Confirmed tornadoes by Fujita rating
| FU | F0 | F1 | F2 | F3 | F4 | F5 | Total |
|---|---|---|---|---|---|---|---|
| 0 | 2 | 3 | 6 | 3 | 1 | 0 | 15 |

===Lois–Marble Hill–Beech Hill–Marble Plains–Decherd, Tennessee===

This violent tornado developed from the same supercell that produced two prior tornadoes in Giles and Lincoln counties. It touched down just west of the Moore–Franklin county line near Lois and moved eastward. It first struck areas along SR 50 in Marble Hill causing catastrophic damage. It destroyed 23 homes and outbuildings and damaged 27 others, affecting 20 families. Hundreds of trees were also prostrated in Moore County, principally between Marble Hill and Lois.

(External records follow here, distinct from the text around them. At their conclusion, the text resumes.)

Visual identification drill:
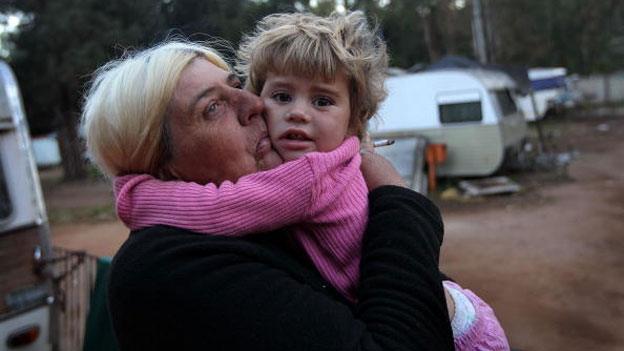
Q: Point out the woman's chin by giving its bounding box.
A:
[258,150,284,171]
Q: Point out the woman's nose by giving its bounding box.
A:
[237,89,264,126]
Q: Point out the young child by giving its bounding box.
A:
[115,12,509,350]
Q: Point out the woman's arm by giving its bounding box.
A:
[109,186,453,351]
[115,138,359,236]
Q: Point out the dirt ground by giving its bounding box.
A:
[42,117,624,351]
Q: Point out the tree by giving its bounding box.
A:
[11,0,167,180]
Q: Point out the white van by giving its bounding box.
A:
[0,61,56,351]
[369,69,527,176]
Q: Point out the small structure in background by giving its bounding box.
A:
[32,133,61,168]
[459,177,521,196]
[518,67,581,121]
[369,68,527,177]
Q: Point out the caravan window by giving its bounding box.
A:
[438,100,483,123]
[0,154,13,221]
[494,89,518,116]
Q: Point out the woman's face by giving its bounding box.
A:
[167,58,281,184]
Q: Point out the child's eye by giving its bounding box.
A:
[272,93,291,102]
[312,96,334,107]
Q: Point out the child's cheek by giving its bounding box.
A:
[264,99,279,140]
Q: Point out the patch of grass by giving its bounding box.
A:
[48,204,117,224]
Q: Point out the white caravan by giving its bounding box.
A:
[369,69,527,176]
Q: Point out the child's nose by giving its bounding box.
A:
[286,109,310,123]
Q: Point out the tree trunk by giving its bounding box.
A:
[419,6,444,62]
[55,88,87,181]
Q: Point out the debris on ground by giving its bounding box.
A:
[459,177,521,196]
[596,123,611,133]
[440,187,461,201]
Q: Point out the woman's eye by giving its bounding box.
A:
[312,97,334,107]
[204,101,222,118]
[273,93,290,102]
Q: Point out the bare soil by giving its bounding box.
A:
[42,117,624,351]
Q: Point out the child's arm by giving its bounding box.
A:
[115,140,359,235]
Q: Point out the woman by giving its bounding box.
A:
[83,43,453,350]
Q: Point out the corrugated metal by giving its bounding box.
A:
[418,124,504,176]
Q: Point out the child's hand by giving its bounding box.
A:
[360,133,375,154]
[360,151,407,191]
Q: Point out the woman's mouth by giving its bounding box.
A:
[256,134,273,159]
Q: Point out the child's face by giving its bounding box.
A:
[260,72,351,161]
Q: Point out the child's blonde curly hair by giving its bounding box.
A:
[236,11,388,137]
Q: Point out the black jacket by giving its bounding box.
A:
[109,186,453,351]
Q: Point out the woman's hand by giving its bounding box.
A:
[360,134,407,191]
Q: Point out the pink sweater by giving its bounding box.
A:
[115,137,368,301]
[115,138,509,350]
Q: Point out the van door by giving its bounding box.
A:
[0,61,54,351]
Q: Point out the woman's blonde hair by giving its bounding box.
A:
[236,11,388,137]
[82,40,230,177]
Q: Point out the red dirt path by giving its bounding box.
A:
[44,118,624,351]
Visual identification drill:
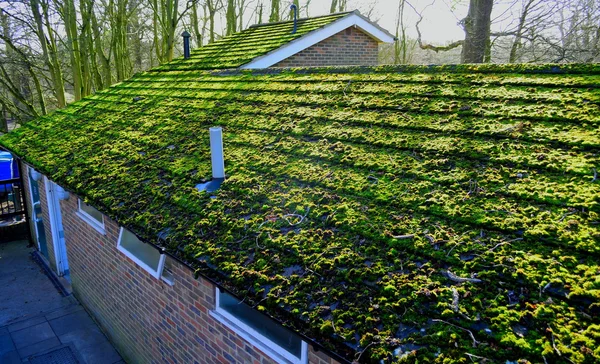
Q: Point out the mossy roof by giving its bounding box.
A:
[0,65,600,363]
[162,12,354,72]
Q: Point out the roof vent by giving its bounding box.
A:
[181,30,191,59]
[196,126,225,192]
[290,4,298,34]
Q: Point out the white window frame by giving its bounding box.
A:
[75,198,106,235]
[117,226,166,280]
[210,287,308,364]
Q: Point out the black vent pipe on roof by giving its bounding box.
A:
[290,4,298,34]
[181,30,191,59]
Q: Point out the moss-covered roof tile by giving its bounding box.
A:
[157,12,353,72]
[0,65,600,363]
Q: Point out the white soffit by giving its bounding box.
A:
[240,12,394,69]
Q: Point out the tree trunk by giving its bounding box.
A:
[508,0,535,63]
[461,0,494,63]
[190,1,202,48]
[269,0,280,23]
[30,0,67,108]
[225,0,237,35]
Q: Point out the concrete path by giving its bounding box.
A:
[0,241,123,364]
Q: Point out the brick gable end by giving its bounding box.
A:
[272,27,379,67]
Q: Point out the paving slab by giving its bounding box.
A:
[11,322,56,349]
[49,311,96,336]
[0,350,21,364]
[0,242,123,364]
[0,241,70,327]
[17,336,61,364]
[59,325,121,364]
[46,303,84,321]
[8,316,46,332]
[0,332,17,352]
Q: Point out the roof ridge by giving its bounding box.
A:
[247,10,360,29]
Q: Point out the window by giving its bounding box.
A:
[117,228,166,279]
[160,256,175,286]
[211,288,308,364]
[77,200,106,234]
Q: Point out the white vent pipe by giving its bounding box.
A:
[210,126,225,179]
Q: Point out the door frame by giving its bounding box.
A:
[26,167,48,258]
[44,176,69,276]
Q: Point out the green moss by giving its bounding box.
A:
[0,64,600,363]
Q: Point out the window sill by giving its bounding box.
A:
[117,245,164,279]
[209,310,307,364]
[75,211,106,235]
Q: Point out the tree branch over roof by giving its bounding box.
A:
[406,1,465,53]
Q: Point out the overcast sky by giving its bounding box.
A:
[282,0,521,44]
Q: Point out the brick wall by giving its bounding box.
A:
[18,179,344,364]
[272,27,379,67]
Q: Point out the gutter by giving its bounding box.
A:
[0,145,352,364]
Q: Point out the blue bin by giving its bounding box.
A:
[0,152,19,193]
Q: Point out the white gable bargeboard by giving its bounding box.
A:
[241,12,394,69]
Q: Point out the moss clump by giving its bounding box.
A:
[0,64,600,363]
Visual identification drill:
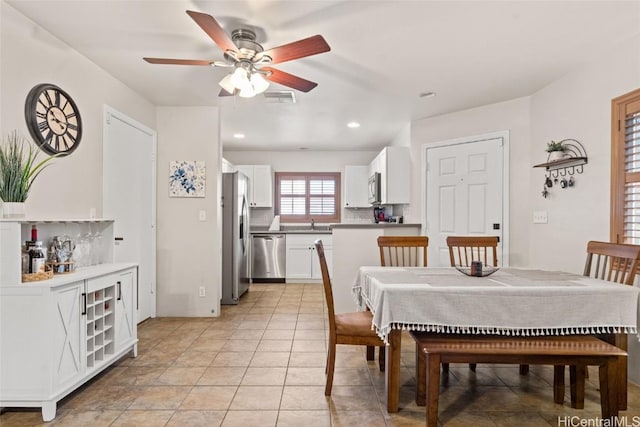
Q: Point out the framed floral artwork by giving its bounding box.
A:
[169,160,205,197]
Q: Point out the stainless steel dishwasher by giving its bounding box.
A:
[251,233,286,283]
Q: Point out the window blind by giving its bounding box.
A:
[623,110,640,245]
[276,172,340,222]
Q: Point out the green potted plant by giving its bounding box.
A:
[0,130,57,217]
[547,141,565,162]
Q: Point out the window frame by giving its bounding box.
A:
[274,172,341,223]
[610,89,640,243]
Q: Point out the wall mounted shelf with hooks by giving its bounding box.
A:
[533,139,588,178]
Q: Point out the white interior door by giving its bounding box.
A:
[425,137,507,266]
[102,106,156,322]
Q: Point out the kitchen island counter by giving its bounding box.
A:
[331,222,422,230]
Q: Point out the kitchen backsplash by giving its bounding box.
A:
[250,205,402,227]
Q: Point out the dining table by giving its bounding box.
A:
[352,266,640,413]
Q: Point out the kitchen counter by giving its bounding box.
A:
[250,222,422,234]
[331,222,422,229]
[250,227,332,234]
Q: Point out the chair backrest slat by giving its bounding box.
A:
[314,239,336,335]
[447,236,498,267]
[584,240,640,285]
[378,236,429,267]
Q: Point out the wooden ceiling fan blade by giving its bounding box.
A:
[260,67,318,92]
[259,35,331,64]
[142,58,211,65]
[187,10,238,52]
[218,89,235,96]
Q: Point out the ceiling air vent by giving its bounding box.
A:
[262,90,296,104]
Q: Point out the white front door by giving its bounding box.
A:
[425,136,508,267]
[102,106,156,323]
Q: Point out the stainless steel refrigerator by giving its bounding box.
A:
[221,172,251,304]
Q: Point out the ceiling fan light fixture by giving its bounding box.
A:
[231,67,251,90]
[238,87,256,98]
[218,74,236,94]
[250,71,269,94]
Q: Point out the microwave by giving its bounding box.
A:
[368,172,381,205]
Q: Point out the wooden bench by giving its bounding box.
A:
[411,332,627,427]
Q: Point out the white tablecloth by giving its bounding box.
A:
[352,267,640,341]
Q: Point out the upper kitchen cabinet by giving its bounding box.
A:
[369,147,411,205]
[343,166,371,208]
[235,165,273,208]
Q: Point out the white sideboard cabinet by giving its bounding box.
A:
[0,220,138,421]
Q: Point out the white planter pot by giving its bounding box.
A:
[2,202,26,218]
[549,151,566,162]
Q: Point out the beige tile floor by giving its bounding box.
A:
[0,284,640,427]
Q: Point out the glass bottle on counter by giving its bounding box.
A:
[29,240,45,273]
[21,245,31,274]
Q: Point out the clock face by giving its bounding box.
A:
[24,83,82,155]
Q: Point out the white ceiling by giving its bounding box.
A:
[7,0,640,150]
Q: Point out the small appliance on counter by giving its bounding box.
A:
[373,206,402,224]
[47,235,76,274]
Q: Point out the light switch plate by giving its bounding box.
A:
[533,211,549,224]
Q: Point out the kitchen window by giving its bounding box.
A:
[611,89,640,245]
[275,172,340,222]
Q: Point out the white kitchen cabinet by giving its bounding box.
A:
[235,165,273,208]
[51,281,85,392]
[285,233,333,283]
[369,147,411,205]
[115,270,138,351]
[0,220,137,421]
[343,165,371,208]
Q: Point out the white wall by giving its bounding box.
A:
[529,36,640,383]
[157,107,222,316]
[223,147,379,226]
[528,36,640,273]
[0,1,221,316]
[0,1,156,218]
[404,97,531,267]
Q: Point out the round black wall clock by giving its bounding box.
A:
[24,83,82,155]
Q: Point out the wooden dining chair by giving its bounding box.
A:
[378,236,429,267]
[447,236,498,267]
[442,236,500,375]
[367,236,429,363]
[553,240,640,409]
[314,240,385,396]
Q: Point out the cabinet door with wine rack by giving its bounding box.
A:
[115,269,137,356]
[83,276,116,370]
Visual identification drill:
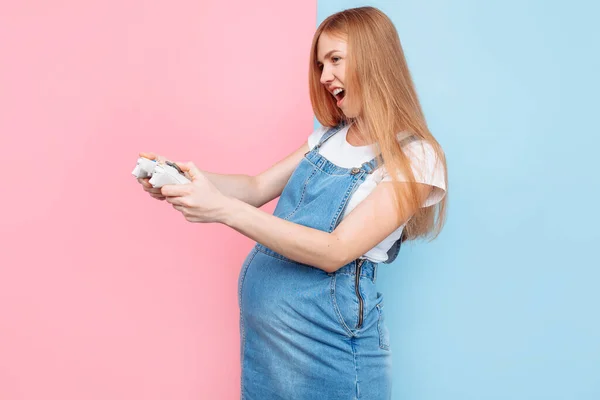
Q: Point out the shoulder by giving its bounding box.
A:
[308,126,329,150]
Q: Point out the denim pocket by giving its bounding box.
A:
[377,293,390,350]
[331,274,359,336]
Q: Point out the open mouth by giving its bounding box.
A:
[333,88,346,106]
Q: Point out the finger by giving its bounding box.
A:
[176,162,202,181]
[139,152,156,160]
[156,156,169,164]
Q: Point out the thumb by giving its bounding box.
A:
[139,151,157,160]
[175,162,202,182]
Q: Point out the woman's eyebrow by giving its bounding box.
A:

The tornado then moved into Franklin County and obliterated parts of Beech Hill where a church, school, store, and dwelling were all destroyed. After moving over rural, low-lying farmland, the tornado demolished portions of Marble Plains. One home in this area was swept away, killing the two occupants. The tornado then moved into Roark Creek, where several homes and two barns were leveled. After passing through another rural, forested area, the tornado roared into the north side of Decherd, where more heavy destruction and another fatality occurred. There were 15 homes destroyed and 50 others damaged while 85 other buildings were damaged or destroyed. Five freight cars on the Nashville, Chattanooga and St. Louis Railway were derailed and scattered along the right of way in the town as well. The tornado dissipated shortly afterwards. In all, 109 farms along the entire path reported damage, and more than 100 houses were destroyed or damaged in Franklin County. However, only a single homesite incurred F4 damage, just west of Decherd.

==Non-tornadic impacts==
Most of the damage during this event was either by tornadoes or the storm that produced it. However, one isolated report of large hail was recorded in Warren, Mississippi. Windows were broken, automobiles were dented, and gardens and winter grains were damaged.

==See also==
- List of North American tornadoes and tornado outbreaks
  - List of F4 and EF4 tornadoes

==Sources==
- Agee, Ernest M. (2014). "Adjustments in Tornado Counts, F-Scale Intensity, and Path Width for Assessing Significant Tornado Destruction"
- Brooks, Harold E. (2004). "On the Relationship of Tornado Path Length and Width to Intensity"
- Cook, A. R. (2008). "The Relation of El Niño–Southern Oscillation (ENSO) to Winter Tornado Outbreaks"
- Edwards, Roger (2013). "Tornado Intensity Estimation: Past, Present, and Future"
- Grazulis, Thomas P. (1984). "Violent Tornado Climatography, 1880–1982"
  - Grazulis, Thomas P. (1990). "Significant Tornadoes 1880–1989"
  - Grazulis, Thomas P. (1993). "Significant Tornadoes 1680–1991: A Chronology and Analysis of Events"
  - Grazulis, Thomas P.. "The Tornado: Nature's Ultimate Windstorm"
  - Grazulis, Thomas P. (2001b). "F5-F6 Tornadoes"
- National Weather Service (1952). "Storm Data Publication"
- U.S. Weather Bureau (1952). "Storm data and unusual weather phenomena"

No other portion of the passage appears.